# Thread: Vectors - Lines and Planes Question

1. ## Vectors - Lines and Planes Question

According to an astronomy club, Earth is a plane described by the equation
x + y + z = 18.

The club also stated that Earth will be destroyed by an explosion that will spontaneously occur at point A = (1, 1, 1). Note that point A is not a point on Earth, it is a point in space that will explode and will impact Earth.

a/ Calculate the co-ordinate of the first point that is going to be destroyed by this explosion.

b/ What is the distance between point A and the first point that is going to be destroyed (mentioned in a)? (Hint: Shortest Distance)

2. Originally Posted by shiiganB
According to an astronomy club, Earth is a plane described by the equation
x + y + z = 18.

The club also stated that Earth will be destroyed by an explosion that will spontaneously occur at point A = (1, 1, 1). Note that point A is not a point on Earth, it is a point in space that will explode and will impact Earth.

a/ Calculate the co-ordinate of the first point that is going to be destroyed by this explosion.

b/ What is the distance between point A and the first point that is going to be destroyed (mentioned in a)? (Hint: Shortest Distance)
We want to find the line perpendicular to the plane passing through the point; this will tell us the minimal distance between the point and the plane.

For a plane $ax + by + cx + d = 0$, we have normal vector $\vec n = (a, b, c)$.
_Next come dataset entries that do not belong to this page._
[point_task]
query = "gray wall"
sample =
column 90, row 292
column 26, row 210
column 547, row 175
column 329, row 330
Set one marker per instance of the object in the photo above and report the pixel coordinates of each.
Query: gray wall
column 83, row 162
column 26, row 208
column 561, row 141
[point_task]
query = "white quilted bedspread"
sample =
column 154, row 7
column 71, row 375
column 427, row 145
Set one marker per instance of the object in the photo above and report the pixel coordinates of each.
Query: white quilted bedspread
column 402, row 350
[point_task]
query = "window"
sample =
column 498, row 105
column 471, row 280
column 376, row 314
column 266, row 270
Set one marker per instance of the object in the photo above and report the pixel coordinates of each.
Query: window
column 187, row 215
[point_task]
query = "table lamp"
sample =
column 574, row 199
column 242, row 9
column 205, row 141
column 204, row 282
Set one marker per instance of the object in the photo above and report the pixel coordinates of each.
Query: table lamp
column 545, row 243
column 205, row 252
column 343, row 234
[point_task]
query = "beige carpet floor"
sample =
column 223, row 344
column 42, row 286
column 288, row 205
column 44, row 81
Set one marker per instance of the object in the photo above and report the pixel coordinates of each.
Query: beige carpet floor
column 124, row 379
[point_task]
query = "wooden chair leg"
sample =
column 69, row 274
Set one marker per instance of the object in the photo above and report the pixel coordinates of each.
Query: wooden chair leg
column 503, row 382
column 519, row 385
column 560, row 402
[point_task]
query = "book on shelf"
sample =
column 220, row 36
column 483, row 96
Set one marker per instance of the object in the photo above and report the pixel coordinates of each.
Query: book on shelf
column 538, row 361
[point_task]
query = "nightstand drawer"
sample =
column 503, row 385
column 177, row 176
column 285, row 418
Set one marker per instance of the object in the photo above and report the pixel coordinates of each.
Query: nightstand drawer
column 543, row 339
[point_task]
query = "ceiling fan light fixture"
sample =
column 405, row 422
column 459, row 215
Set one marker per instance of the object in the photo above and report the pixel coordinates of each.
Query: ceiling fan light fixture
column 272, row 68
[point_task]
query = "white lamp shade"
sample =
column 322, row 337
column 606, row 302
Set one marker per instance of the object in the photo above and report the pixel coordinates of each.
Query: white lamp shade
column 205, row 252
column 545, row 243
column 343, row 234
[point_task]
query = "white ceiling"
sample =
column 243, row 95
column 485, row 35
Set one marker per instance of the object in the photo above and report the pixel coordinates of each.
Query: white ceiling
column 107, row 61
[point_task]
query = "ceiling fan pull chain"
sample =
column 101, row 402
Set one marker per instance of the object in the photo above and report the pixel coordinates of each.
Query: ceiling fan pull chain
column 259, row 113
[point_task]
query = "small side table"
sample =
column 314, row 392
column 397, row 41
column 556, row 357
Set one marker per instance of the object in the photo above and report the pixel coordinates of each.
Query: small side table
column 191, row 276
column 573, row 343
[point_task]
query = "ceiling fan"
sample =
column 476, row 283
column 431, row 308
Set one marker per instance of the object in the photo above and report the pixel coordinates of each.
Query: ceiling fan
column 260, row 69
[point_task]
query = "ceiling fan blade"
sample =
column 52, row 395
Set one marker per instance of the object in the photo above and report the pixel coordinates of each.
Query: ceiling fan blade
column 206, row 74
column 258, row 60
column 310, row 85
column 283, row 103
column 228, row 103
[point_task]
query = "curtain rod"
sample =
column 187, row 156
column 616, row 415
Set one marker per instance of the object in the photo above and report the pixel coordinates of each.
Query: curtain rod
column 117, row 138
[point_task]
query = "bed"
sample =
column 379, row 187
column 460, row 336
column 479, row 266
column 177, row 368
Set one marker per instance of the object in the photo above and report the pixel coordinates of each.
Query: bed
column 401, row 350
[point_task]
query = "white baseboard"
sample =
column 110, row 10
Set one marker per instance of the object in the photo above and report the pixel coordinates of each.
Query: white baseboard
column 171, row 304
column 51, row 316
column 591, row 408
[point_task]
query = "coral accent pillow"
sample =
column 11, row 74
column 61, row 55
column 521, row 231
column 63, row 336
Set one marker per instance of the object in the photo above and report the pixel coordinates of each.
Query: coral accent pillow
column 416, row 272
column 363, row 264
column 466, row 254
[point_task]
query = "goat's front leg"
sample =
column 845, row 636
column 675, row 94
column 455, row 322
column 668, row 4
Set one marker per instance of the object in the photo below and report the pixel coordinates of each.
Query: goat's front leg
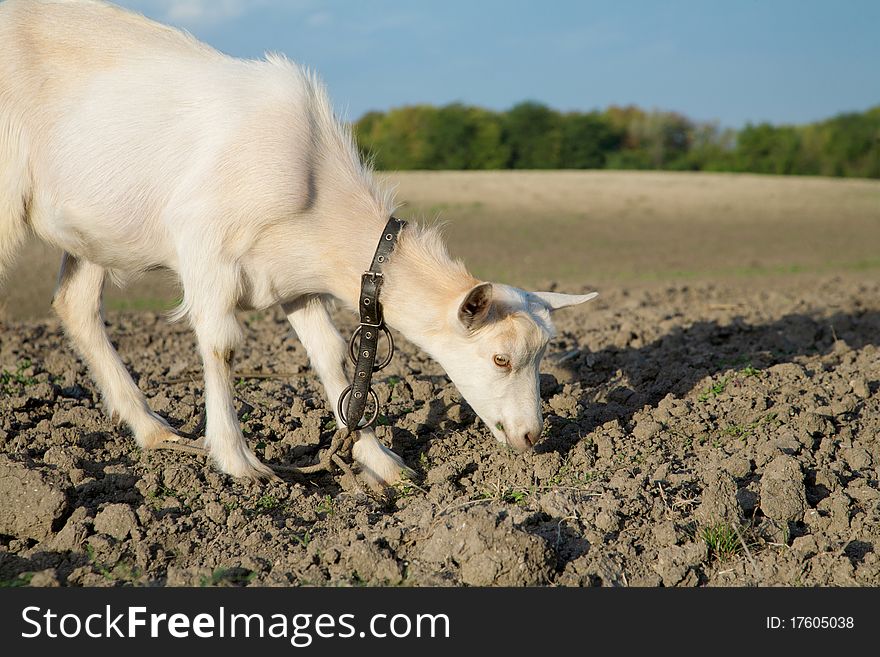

The vector equation of the line passing through point $P_0$ with direction vector $\vec v$ is

$\vec r(t)=P_0+t\cdot \vec v$

In this case, write

$\vec n = (1, 1, 1)$

$\vec r(t)=(1,1,1)+t\cdot(1,1,1)$

This can also be written

$\vec r(t)=(1+t,1+t,1+t)$

In other words, we have a parametric equation described by

$(x,y,z)=(1+t,1+t,1+t)$

Combine with $x+y+z=18$ to get

$(1+t)+(1+t)+(1+t)=18$

$t=5$

So the point that gets hit first is $(6,6,6)$, and to find the distance, use the Pythagorean theorem (generalized for three dimensions):

$D^2 = 5^2 + 5^2 + 5^2$

$D = 5\sqrt{3}$

Note that the line we found earlier also passes through the origin, so it could be expressed more concisely as

$\vec r(t)=(t,t,t)$